People with intellectual disability are rarely considered when it comes to design. Whether it’s built or digital environments, services or products, this group is often overlooked. However, with co-design methods, people with intellectual disability could and should be included. But, this is still a new idea and there is very little literature or case studies on working with this group. This is the finding from a recent literature review.
The literature review was carried out in the context of housing design. The review found the following gaps in knowledge:
- General lack of literature on co-designing with people with an intellectual disability
- No specific literature encapsulating the co-design process, in the context of intellectual disability, and housing
- No frameworks or benchmarks on co-design with people with disability
- Lack of evaluation of the design outcomes of co-design process
- Lack of research that can assist parents plan for their ageing children.
Housing design for people with physical disabilities has evolved over time and is not easily adapted to suit people with intellectual disability. There is also a need to consider people with both intellectual and physical disability.
Related work: A research project undertaken by the University of Technology (UTS) recruited researchers with intellectual disability to participate in all aspects of designing and carrying out social inclusion research. This was a key step for informing the research process.
Background: This paper provides an evidence base for practice in Australia from an integrative literature review of research on co-designing housing with people with an intellectual disability. The study asks: what methods and outcomes have been reported from including people with an intellectual disability in the co-design of their housing?
Method: The integrative review framework described by Whitemore and Knafl (2005) was used to analyse the literature.
Results: The literature searches yielded 16 articles after applying inclusion and exclusion criteria.
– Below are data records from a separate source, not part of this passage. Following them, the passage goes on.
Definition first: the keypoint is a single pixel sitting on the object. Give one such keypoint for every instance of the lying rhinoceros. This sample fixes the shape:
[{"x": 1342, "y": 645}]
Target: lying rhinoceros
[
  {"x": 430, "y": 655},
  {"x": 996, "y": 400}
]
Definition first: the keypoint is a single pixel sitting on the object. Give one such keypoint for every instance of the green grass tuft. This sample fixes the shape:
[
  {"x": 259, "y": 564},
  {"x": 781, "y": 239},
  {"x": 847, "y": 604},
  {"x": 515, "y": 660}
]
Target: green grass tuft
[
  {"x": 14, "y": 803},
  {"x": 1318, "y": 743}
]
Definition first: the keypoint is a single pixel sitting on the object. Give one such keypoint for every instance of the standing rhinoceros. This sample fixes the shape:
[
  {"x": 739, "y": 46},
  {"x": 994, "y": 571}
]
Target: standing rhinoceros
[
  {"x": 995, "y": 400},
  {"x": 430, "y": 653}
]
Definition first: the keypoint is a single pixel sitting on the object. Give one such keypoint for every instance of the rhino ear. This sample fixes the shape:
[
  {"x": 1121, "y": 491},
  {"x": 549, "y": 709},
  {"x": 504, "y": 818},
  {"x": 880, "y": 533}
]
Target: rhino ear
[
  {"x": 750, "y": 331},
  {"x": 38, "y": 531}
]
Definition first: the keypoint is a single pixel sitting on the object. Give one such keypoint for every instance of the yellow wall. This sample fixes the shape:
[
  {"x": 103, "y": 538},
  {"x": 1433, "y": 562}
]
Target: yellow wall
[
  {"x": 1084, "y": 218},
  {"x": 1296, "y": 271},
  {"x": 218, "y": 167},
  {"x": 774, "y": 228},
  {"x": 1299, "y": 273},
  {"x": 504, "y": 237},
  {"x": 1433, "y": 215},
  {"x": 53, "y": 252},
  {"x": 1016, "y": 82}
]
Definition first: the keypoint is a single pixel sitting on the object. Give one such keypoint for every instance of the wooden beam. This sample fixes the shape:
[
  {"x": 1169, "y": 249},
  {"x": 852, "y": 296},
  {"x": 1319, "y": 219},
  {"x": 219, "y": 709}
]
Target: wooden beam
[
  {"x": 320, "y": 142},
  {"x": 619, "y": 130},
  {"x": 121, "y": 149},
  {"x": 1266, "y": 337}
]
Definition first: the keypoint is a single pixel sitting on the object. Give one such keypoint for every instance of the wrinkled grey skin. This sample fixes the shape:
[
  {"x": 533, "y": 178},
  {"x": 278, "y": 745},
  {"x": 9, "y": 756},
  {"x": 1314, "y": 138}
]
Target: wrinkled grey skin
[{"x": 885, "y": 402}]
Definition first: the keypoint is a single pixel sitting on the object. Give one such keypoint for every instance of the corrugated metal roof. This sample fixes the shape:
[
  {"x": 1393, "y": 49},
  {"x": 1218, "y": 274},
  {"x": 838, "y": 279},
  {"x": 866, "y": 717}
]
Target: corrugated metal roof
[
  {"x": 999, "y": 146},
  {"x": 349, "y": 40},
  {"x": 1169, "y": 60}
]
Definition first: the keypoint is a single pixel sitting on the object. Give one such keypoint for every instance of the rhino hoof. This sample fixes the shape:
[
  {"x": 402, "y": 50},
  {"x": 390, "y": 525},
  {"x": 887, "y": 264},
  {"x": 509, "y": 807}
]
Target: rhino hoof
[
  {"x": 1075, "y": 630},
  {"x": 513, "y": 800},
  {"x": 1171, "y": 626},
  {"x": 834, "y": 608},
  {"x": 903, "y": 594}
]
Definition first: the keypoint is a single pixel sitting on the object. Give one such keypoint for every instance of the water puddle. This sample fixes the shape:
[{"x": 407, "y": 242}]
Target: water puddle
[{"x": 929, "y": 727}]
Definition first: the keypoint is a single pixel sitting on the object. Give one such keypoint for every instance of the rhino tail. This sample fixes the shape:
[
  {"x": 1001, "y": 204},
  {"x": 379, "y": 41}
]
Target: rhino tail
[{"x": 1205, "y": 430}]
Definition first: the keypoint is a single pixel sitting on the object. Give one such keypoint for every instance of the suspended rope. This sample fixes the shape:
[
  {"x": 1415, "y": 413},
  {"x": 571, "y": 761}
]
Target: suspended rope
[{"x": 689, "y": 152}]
Important gaps in the literature were found relating to: co-designing with people with an intellectual disability; the co-designing of housing with people with an intellectual disability; specific frameworks or benchmarks for co-designing with people with an intellectual disability; processes on use of proxies; and on design outcomes.
Conclusions: Considerable work is required to explore and evaluate co-design processes in the design of housing with adults with intellectual disabilities, as well as how the outcomes of these processes are evaluated.